Anyone may sign up and begin blogging. You can also allow your material to be ‘selected’ to the Medium publishing platform, which allows you the opportunity to earn money through the Medium Partner Program.
In our Medium vs. WordPress comparison, we go into this in greater detail.
One of the major advantages of Medium is that it provides you with the opportunity to contact a pre-existing audience.
If you utilize another blogging platform, you’ll have to start from scratch to establish an audience; but, if you become curated on Medium, your material will be seen by thousands of people who are interested in the topics you write about.
Medium, on the other hand, has a lack of flexibility. Instead of creating your own website, you’ll use the Medium platform to create your blog, which means you’ll be limited to the capabilities that Medium provides. You’ll find it difficult to grow your own email list or social following, for example.
Overall, I think Medium is a terrific choice if you just want a place to write and not worry about anything else. There are, however, better options if you value flexibility and running your own platform, or if you have any aspirations for monetization (beyond the Medium Partner Program).
If you want to build a blog, Wix is the finest option.
- Aant to be able to add more features than just a blog
- Want the convenience of a hosted tool while yet having a lot of options
- Are willing to pay at least $10 per month and are unconcerned about data ownership and privacy.
Wix is a famous hosted website builder that can be used for any purpose. It doesn’t put a lot of emphasis on blogging, but it does provide comprehensive blogging support and is a suitable choice if you want your blog to be a section of a site rather than the entire site.
Because Wix is a hosted service, you don’t have to worry about the technical aspects. However, you have far more flexibility than you would with a site like Medium.
With templates, you’ll be able to customize the look of your site and add functionality with apps. Wix even has a handful of blogging-specific templates.
Wix, on the other hand, isn’t as versatile as a self-hosted WordPress blog, and you still have the ownership/privacy worries about content and data that any hosted platform comes with.

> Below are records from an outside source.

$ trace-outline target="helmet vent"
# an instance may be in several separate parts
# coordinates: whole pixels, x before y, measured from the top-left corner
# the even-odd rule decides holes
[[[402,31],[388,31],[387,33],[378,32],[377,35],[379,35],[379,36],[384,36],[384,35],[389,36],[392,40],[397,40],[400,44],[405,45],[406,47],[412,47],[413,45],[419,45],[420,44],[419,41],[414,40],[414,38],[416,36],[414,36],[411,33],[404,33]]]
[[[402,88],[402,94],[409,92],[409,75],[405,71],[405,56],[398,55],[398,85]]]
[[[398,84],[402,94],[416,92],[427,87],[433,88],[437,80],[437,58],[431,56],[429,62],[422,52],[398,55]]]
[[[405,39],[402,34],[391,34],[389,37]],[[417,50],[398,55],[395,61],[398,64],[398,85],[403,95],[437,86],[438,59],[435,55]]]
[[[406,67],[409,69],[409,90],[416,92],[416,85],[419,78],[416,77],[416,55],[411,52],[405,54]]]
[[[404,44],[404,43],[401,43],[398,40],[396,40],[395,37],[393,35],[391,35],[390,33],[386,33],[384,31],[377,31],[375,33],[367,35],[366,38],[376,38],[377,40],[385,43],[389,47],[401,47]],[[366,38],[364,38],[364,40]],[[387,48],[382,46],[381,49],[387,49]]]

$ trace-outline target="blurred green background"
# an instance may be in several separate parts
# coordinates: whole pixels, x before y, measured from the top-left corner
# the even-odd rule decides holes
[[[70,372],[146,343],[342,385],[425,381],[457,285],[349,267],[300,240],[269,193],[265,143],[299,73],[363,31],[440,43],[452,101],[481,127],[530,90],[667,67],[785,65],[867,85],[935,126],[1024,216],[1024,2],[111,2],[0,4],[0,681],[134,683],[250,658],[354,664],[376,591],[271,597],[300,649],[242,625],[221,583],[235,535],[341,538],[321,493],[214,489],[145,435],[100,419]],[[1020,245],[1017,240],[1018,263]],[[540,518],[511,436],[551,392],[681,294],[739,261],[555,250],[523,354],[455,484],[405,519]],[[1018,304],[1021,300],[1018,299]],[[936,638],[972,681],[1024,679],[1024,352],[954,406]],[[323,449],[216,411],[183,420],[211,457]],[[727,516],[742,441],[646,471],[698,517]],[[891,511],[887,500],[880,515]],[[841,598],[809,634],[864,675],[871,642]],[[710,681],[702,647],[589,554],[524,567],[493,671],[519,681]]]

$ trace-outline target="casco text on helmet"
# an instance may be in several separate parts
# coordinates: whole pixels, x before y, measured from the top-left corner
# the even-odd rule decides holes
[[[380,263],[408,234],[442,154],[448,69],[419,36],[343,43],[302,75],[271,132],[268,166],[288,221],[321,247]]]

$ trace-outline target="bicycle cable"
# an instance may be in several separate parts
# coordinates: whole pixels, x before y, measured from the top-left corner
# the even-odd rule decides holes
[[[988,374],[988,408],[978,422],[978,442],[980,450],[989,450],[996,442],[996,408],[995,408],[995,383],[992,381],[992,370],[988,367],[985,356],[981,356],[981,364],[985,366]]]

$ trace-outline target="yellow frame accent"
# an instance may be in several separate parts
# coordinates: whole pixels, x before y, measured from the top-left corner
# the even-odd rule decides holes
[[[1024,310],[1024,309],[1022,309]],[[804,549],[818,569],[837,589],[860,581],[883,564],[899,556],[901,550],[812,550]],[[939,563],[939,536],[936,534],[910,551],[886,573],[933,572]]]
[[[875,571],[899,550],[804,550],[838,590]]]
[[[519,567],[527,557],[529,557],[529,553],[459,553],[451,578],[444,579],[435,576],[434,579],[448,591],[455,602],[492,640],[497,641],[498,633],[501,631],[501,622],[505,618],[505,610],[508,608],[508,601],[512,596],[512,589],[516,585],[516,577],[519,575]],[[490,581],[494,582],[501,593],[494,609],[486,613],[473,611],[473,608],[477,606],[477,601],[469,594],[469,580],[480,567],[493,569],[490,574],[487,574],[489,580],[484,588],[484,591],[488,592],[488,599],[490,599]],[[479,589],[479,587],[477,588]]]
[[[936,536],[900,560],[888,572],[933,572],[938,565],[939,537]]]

Wix offers a free basic package that allows you to construct a website with a Wix subdomain (and with ads from Wix). This is a good way to test if you enjoy the platform, but if you’re serious about blogging, you’ll want to go with one of the paid plans, which start at $8.50 a month.
Check Out – 10 Best WordPress Themes Like Medium
If you want to build a blog, Ghost is the finest option.
- Want a self-hosted tool that is solely dedicated to blogging
- I appreciate the notion of monetizing your blog through paid content.
- Won’t require the complete flexibility of a self-hosted WordPress installation
- Ownership and privacy of data are important to us.
- Are willing to pay a minimum of $10 per month for your blog
Ghost is similar to self-hosted WordPress, however, it’s mostly used for blogging, whereas WordPress is far more flexible and has a larger extension library. The advantage is that Ghost is more streamlined because it’s just attempting to accomplish one thing (blogging).
Ghost is also more adaptable than the majority of the other platforms on our list, so it’s a decent compromise.
Ghost, like WordPress, is open-source software that you may install on your site hosting for free.
It has some of the most significant features for bloggers because it is solely focused on blogging and publishing.
A built-in ability to monetize your site with memberships rather than just adverts is one of the most unusual features here. You have the option of allowing free registration or charging for access to your blog’s content.
Aside from that, Ghost’s code is written in more recent technology (headless Node.js), making it a little faster than WordPress.